CIMB Research sees stronger earnings for SP Setia


KUALA LUMPUR: CIMB Equities Research sees stronger earnings for SP Setia in the second half of 2017, underpinned by improving domestic sales and better margins as it maps out its strategy to meet the RM4bil full-year sales target.

It said on Friday SP Setia’s annualised 1H17 core net profit made up 75% of its and 70% of Bloomberg consensus full-year forecasts. 

“The results were broadly in line as we expect a stronger 2H17 on the back of improving domestic sales and better margins (FY17F EBITDA margin: 23% vs. 1H17’s: 19%),” it said.

SP Setia’s revenue fell 10% on-year in 1H17 due to timing of billings but should pick up in the next two quarters, driven by RM8bil unbilled sales. 

However, the company achieved RM2.1bil sales in 1H17 (1H16: RM1.1bil), which accounted for 50% of its total full-year target sales of RM4bil. 

Its overseas projects were the star performer in 1H17, accounting for over 30% of total 1H17 sales. This was entirely contributed by Sapphire by the Gardens luxury residential apartments in Melbourne CBD (RM1.3bil GDV). 
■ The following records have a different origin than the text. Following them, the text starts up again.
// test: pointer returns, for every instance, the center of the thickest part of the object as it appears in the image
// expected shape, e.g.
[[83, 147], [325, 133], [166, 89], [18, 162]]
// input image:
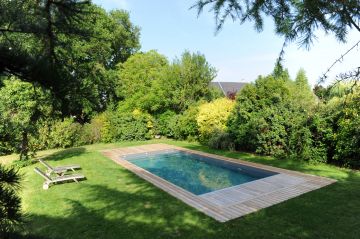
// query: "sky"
[[238, 52]]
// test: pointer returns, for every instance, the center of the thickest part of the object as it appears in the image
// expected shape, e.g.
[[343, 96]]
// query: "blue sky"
[[238, 52]]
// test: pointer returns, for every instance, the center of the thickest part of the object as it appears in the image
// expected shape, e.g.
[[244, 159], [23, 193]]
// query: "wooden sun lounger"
[[58, 170], [48, 180]]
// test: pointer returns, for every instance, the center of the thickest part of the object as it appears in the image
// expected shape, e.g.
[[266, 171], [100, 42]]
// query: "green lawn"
[[114, 203]]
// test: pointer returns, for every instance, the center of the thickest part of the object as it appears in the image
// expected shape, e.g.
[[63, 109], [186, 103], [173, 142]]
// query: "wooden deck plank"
[[233, 202]]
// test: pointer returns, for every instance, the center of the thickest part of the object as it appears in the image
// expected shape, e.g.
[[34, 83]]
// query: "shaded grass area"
[[114, 203]]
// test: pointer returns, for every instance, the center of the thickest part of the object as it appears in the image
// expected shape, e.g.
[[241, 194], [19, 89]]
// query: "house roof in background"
[[228, 87]]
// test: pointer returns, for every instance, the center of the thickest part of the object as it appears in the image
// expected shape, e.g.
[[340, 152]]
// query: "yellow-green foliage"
[[212, 117]]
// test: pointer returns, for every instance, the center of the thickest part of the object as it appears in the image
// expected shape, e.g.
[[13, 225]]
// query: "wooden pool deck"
[[233, 202]]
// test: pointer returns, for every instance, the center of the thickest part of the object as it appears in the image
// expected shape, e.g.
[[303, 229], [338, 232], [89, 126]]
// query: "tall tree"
[[67, 46], [295, 20], [21, 106]]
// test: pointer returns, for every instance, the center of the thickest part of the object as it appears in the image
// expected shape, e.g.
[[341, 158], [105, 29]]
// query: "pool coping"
[[228, 203]]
CIMB Research said 70% of the units were sold within one week from the project's June 17 launch, with take-up rate to date creeping up to 74%.  
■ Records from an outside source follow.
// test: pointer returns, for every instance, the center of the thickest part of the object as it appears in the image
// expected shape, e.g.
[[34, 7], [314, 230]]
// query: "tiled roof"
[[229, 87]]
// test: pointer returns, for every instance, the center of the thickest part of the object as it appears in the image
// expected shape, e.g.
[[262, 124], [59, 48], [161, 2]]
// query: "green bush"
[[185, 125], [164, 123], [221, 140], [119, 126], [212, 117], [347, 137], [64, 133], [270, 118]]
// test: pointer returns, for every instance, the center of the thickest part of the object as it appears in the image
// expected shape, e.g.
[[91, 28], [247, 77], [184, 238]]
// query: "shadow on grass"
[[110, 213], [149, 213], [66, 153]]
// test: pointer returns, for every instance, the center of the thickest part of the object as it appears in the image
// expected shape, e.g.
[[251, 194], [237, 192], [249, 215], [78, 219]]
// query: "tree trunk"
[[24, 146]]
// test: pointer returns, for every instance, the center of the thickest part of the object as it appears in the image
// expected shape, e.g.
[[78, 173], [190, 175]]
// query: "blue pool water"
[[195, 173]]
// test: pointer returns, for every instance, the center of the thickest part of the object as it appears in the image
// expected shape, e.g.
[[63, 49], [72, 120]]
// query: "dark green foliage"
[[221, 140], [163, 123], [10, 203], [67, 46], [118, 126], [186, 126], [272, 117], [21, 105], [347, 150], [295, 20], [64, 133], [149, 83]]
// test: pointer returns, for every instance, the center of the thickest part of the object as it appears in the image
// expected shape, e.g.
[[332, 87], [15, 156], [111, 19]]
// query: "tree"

Strategies to meet RM4bn full-year sales target  

During the results briefing, management reiterated its FY17 sales target of RM4bil. Its focus now shifts to domestic products in 2H17 with a total launch GDV of RM2.9bil. 

“Properties slated for launches in 2H17 are located in mature and highly accessible townships, underpinning Setia’s confidence of achieving good take-up rates. 
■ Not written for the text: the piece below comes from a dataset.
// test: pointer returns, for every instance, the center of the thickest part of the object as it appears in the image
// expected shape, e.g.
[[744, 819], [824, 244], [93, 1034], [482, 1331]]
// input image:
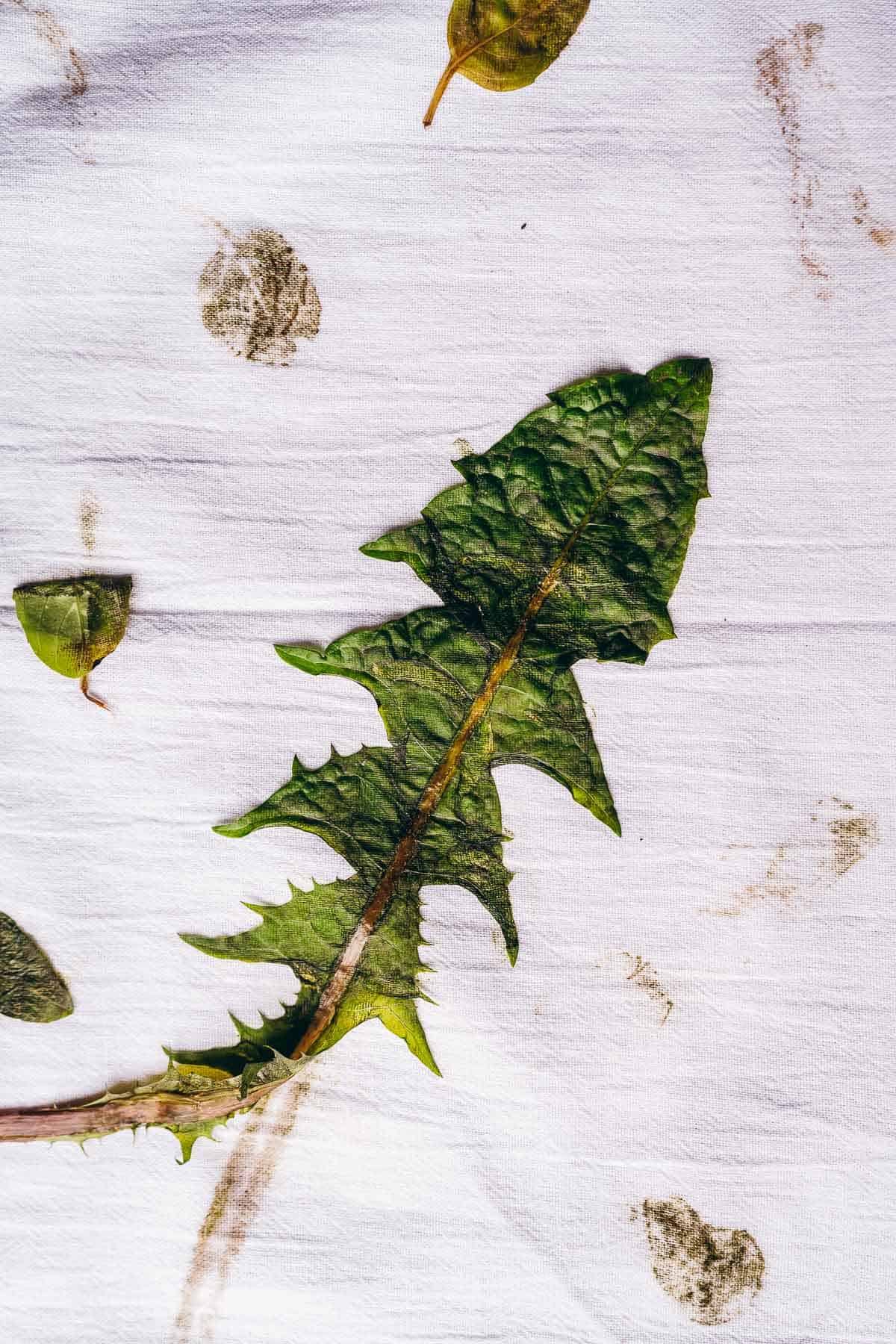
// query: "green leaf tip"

These townships include the group’s flagship Setia Alam, Setia EcoHill, and Setia Eco Park. Over 50% of the RM2.9bil launch GDV are landed units.  

“We see the I&P acquisition as an overall long-term positive as it would make Setia Malaysia's 3rd largest developer by land bank size. 

“However, the medium-term concern is potential dilution to earnings arising from the up to RM1.2bil rights issue (ordinary and preference shares) and RM1.2bil share placement,” the research house said.

CIMB Research said that in its previous report on the I&P acquisition, it highlighted potential downside risk of up to 33% to FY18F EPS, including the estimated dilutive impact from the enlarged share base.  

“We maintain our FY17-19 EPS forecasts but lower our target price by 7% as we impute the I&P deal, share placement proceeds, and new shares from the share placement and rights issue into our fully diluted realised net asset value.

“We also peg a higher 30% RNAV discount (20% before) in view of the likely sustained overhang on the share price pending the completion of all corporate actions.

“Maintain Hold; upside to our call is stronger-than-expected 2H17 sales while weaker sales are a key downside risk,” it said.